Les hommes veulent une femme disponible et les femmes, un homme qui les désire. C'est pourtant simple, alors pourquoi ça coince?
A 10 ans, en revenant d'excursion, mes copines et moi hurlions déjà, à l'arrière du car, "La morale de cette histoire, lahilette, lahilê-ê-ête, c'est qu'les hommes sont des cochons!" Et on s'étonne que notre génération prenne les hommes pour des "obsédés sexuels", expression qui avait également la cote dans la classe de Madame Sabine.
"Ils ne pensent qu'à ça", "Toujours prêts", autant de phrases qui ont forgé dans nos esprits fragiles l'image d'un homme constamment dans le désir et en attente du bon vouloir de la femme. Mais le petit ton exaspéré qu'avaient nos mères en les prononçant a pu sonner de deux manières aux oreilles des petits garçons. Soit ils l'entendaient comme une excuse, un encouragement à jouer au docteur avec toutes les fillettes du quartier. Soit ils y voyaient un reproche, une injonction éducative: "Sois différent mon fils, ta femme n'est pas une poupée gonflable."
Homme cocotte-minute
Dans un cas comme dans l'autre, le "play-boy des bacs à sable" louchait sur la jupe courte de sa cousine, cela n'enlevait rien à son désir. Par contre, cela déterminait sans doute la façon dont il l'exprimerait plus tard à une femme. Notre monde se divise donc en deux catégories d'hommes: les cocottes-minutes et les casseroles. Ceux qui le font savoir quand ils sont à ébullition. Et puis ceux qui débordent en silence et qui comptent sur nous pour aller soulever le couvercle de temps à autre.
Aucune initiative
Le problème c'est que nous, les femmes, quoi qu'on en dise par-fois, nous avons besoin de nous sentir désirées. Parce qu'un "petit cochon" qui n'est pas à l'affût du moindre de nos mouvements, ça ne colle pas avec ce que nous ont appris les douces chansons de notre enfance. Il nous aime "pour nous, au-delà du désir charnel et de la basse luxure"... Cause toujours!
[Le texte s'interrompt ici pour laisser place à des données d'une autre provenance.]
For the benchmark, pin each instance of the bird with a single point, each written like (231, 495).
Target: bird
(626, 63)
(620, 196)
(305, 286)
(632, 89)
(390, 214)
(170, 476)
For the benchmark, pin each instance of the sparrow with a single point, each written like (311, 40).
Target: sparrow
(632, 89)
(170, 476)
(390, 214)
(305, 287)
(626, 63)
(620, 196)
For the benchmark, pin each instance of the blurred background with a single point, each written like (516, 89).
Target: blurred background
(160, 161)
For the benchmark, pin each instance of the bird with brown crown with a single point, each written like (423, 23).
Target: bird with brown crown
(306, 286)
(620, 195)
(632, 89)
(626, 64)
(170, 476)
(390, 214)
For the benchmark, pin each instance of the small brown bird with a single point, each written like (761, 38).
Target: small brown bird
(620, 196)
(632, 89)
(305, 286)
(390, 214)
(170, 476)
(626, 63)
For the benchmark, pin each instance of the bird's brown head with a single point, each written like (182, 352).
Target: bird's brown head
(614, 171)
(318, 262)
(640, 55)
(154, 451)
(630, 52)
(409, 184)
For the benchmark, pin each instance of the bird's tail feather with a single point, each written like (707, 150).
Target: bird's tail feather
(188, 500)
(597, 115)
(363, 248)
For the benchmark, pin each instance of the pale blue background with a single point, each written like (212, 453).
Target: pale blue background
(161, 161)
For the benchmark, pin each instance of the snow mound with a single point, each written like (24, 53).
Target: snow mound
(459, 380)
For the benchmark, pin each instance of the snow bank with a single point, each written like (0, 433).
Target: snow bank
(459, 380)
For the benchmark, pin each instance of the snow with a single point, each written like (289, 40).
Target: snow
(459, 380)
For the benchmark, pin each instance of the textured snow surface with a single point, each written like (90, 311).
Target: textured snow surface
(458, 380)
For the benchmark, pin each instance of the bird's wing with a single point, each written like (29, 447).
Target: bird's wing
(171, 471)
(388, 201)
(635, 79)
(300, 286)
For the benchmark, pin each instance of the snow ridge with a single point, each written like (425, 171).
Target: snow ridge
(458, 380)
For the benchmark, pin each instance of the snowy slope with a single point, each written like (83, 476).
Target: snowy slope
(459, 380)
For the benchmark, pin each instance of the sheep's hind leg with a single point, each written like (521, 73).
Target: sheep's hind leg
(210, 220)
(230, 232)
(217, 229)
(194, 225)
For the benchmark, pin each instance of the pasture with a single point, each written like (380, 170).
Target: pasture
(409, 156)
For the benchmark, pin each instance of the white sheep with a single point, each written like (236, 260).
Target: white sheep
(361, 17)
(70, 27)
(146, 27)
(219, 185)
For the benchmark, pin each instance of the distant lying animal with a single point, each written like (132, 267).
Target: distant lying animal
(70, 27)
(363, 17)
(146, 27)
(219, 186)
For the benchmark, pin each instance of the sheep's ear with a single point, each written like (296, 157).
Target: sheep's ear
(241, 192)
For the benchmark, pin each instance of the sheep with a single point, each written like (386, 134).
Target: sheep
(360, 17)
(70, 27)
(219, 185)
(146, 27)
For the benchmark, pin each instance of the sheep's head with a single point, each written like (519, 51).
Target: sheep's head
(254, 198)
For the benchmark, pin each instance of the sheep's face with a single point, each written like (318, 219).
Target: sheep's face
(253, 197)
Ce n'est pas qu'on veuille du gros lourd qui nous vanne sans arrêt avec ce qu'il croit être de fines allusions. Mais le mec assis sur le bord du lit, les mains sur les genoux, qui fuit mon regard avec un sourire gêné... Pas deux fois. En plus, ceux-là ne sont même pas réceptifs à nos signaux tant, dans leur esprit, c'est nous insulter que de penser qu'on pourrait "en avoir envie".
Tant d'occasions loupées. Tous ces hommes qui n'ont pas saisi leur chance. Il aurait suffi de retenir une fille par le bras pour l'empêcher de le quitter avec ce trop sage bisou sur la joue. Au lieu de ça, chacun grimace de son côté de la porte d'entrée. Ne me comprenez pas mal: heureusement que les hommes doux existent. Mais si un mec se fie à notre mine pour savoir s'il peut, s'il doit faire comme ça ou comme ça, on s'ennuie. C'est le syndrome, déjà abordé dans ces sexpériences, du "comme tu veux chérie".
Tant d'expérience que ça?
Je reconnais que je suis critique et exigeante, injuste. C'est finalement pour eux que la situation doit être la plus difficile. Et j'ai pu constater que les hommes, même à 25 ans, n'ont pas toujours autant d'expérience et d'assurance que celles que nous leur prêtons. Paradoxalement, la spontanéité et le naturel, cela se travaille. Sur cette crête aiguë qu'est le rôle d'un homme, il peut basculer du côté du machisme (falaise de 90 mètres) ou glisser lentement sur la pente de la mièvrerie. On fond, si on l'aime, on peut toujours lui lancer une corde, non?